Jesús niño repartiendo pan a los sacerdotes, 1678-1679
Gracias a su profunda amistad con Justino de Neve (1625-1685), Bartolomé Esteban Murillo (1617-1682) realizó algunas de sus pinturas más brillantes y ambiciosas. Muchas de ellas están en esta exposición del Museo Prado que invita a una interesante visita en la temporada de la pinacoteca.
Que este verano coincidan el último Rafael y el último Murillo, pintores que disfrutaron de un éxito internacional que se prolongaría hasta el siglo XIX, pero no después, habla en primer lugar, por su carácter monográfico, de la situación cada vez más complicada que enfrentan los museos para producir exposiciones temáticas. A lo que hay que añadir los denodados esfuerzos de los museos históricos por atraer a un público que responde al reclamo de los nombres de grandes maestros, pero no ante otros excelentes aunque menos conocidos, incluso a pesar del desinterés actual por la pintura religiosa que cultivaron y que hoy es necesario adornar.
Hace dos años, cuando el Museo de Bellas Artes de Bilbao presentó El joven Murillo, se dijo que en su madurez el pintor, aunque había ganado en recursos técnicos, había perdido "garra, inmediatez, frescura y espontaneidad", por lo que para entender al gran Murillo, al que desplazó a Zurbarán de la escena artística sevillana, era preciso escrutar su época de juventud, más próxima a la humanidad de Ribera. Ahora, para rescatar al último gran Murillo, en la plenitud de su talento conceptual, se apela a una noción noble como la amistad, en torno a la que se han reunido un selecto grupo de diecisiete obras, coleccionadas y encargadas por Justino de Neve, desde el gran formato a la miniatura, algunas poco conocidas por pertenecer a colecciones extranjeras.
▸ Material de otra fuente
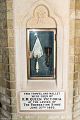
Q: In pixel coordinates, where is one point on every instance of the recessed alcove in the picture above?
(41, 17)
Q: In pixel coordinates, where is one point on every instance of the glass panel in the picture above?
(41, 44)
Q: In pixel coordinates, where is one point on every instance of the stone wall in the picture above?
(76, 82)
(7, 84)
(4, 64)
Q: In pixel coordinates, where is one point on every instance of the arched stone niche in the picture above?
(41, 18)
(40, 15)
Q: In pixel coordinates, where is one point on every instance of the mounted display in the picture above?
(41, 54)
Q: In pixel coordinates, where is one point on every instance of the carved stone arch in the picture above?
(41, 18)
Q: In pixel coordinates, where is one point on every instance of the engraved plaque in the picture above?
(41, 101)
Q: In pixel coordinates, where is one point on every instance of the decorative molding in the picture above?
(41, 18)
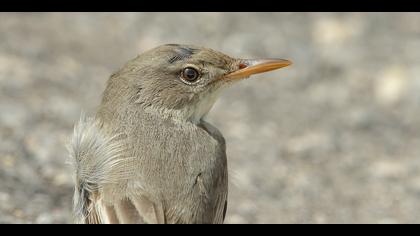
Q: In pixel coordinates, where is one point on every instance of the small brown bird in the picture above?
(148, 155)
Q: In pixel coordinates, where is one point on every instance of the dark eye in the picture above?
(190, 74)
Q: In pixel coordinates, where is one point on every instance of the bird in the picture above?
(148, 155)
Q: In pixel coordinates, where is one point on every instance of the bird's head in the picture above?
(180, 81)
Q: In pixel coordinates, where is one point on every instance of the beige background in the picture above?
(333, 139)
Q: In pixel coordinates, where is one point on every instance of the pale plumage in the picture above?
(148, 156)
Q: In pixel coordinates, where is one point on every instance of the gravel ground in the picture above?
(333, 139)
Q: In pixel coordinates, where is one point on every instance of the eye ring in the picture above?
(190, 75)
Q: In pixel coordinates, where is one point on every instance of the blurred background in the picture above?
(335, 138)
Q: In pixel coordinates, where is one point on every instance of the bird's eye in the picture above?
(190, 74)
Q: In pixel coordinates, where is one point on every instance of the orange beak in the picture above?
(249, 67)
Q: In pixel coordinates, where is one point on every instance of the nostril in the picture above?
(242, 65)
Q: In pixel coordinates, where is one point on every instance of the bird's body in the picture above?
(148, 156)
En todo caso, los auténticos amantes de su pintura podrán juzgar y disfrutar.
De igual a igual, ambos hombres con enorme dignidad nos miran directamente, rodeados de sus atributos, que les describen a la perfección. Murillo retrata al canónigo de la catedral de Sevilla para agradecerle el encargo de los cuados de Santa María la Blanca, y le regala la pintura que se sumará a la veintena que llegará a poseer Justino de Neve al final de la vida de Murillo, cuando el pintor le nombra su albacea. El solemne autorretrato de Murillo, con la larga y suelta cabellera, emergiendo de una aureola, denota su rol de artista-genio, junto a la paleta que ha utilizado para realizarlo y sobre la que todavía queda un cúmulo real de pintura, mientras el pintor adelanta su mano saliendo del marco ovalado ¿de un espejo? Solo el autorretrato de Velázquez en Las Meninas y el velado de Goya, pueden compararse como manifiesto de la propia poética. Murillo se afirma como el maestro que domina la unión de lo real y lo ficticio. A lo largo de la exposición, nos convence de que quizás haya sido el único capaz de crear un continuo verosímil entre el sueño y la materia, lo divino y la vida humana.
De aquí el acierto en el montaje de enlazar directamente con la gran tela El sueño del patricio Juan, en donde la aparición de la dulce virgen con el niño parece una visita tan amigable y tan natural como las posturas abandonadas de los personajes dormidos en el aire de laxitud de la siesta, como duerme el libro manoseado y el perrillo faldero acurrucado entre las ropas usadas que se descuelgan, perezosas; como también van cayendo las nubes sobre el paisaje plateado, velazqueño. Y todo esto en un luneto, que le proclama como el último pintor de la vaghezza y de la gracia.
La magia de hacer convivir lo divino y lo humano se repiten en los otros dos lunetos más pequeños, la Inmaculada Concepción, donde juega con la confusión de la fascinación entre la visión religiosa y la representación pictórica; y la más forzada, pero increíblemente eficaz el Triunfo de la fe, donde la figura simbólica se impone a los creyentes. Y así con otros tantos cuadros que nos persuaden de que si las Inmaculadas de Murillo fueron las más imitadas hasta que desapareció aquel género, no fue solo por su dolcezza y resplendor áureo de premonición barroca y rococó, sino porque los coros de ángeles danzando en cualquier escena pintada por Murillo evocaban la vida acompañada y amable, asistida frente al rigor austero y culpabilizador de las vanitas de la Contrarreforma. También son admirables los pequeños nocturnos sobre la obsidiana negra traída de México, imágenes para la oración interior a las que Justino de Neve como otros clérigos acudía siete veces al día. Entre lo sacro y lo profano, la exposición se cierra con una pareja de bellos jóvenes: la Primavera, voluble, y el Verano, impetuoso sobre la tormenta.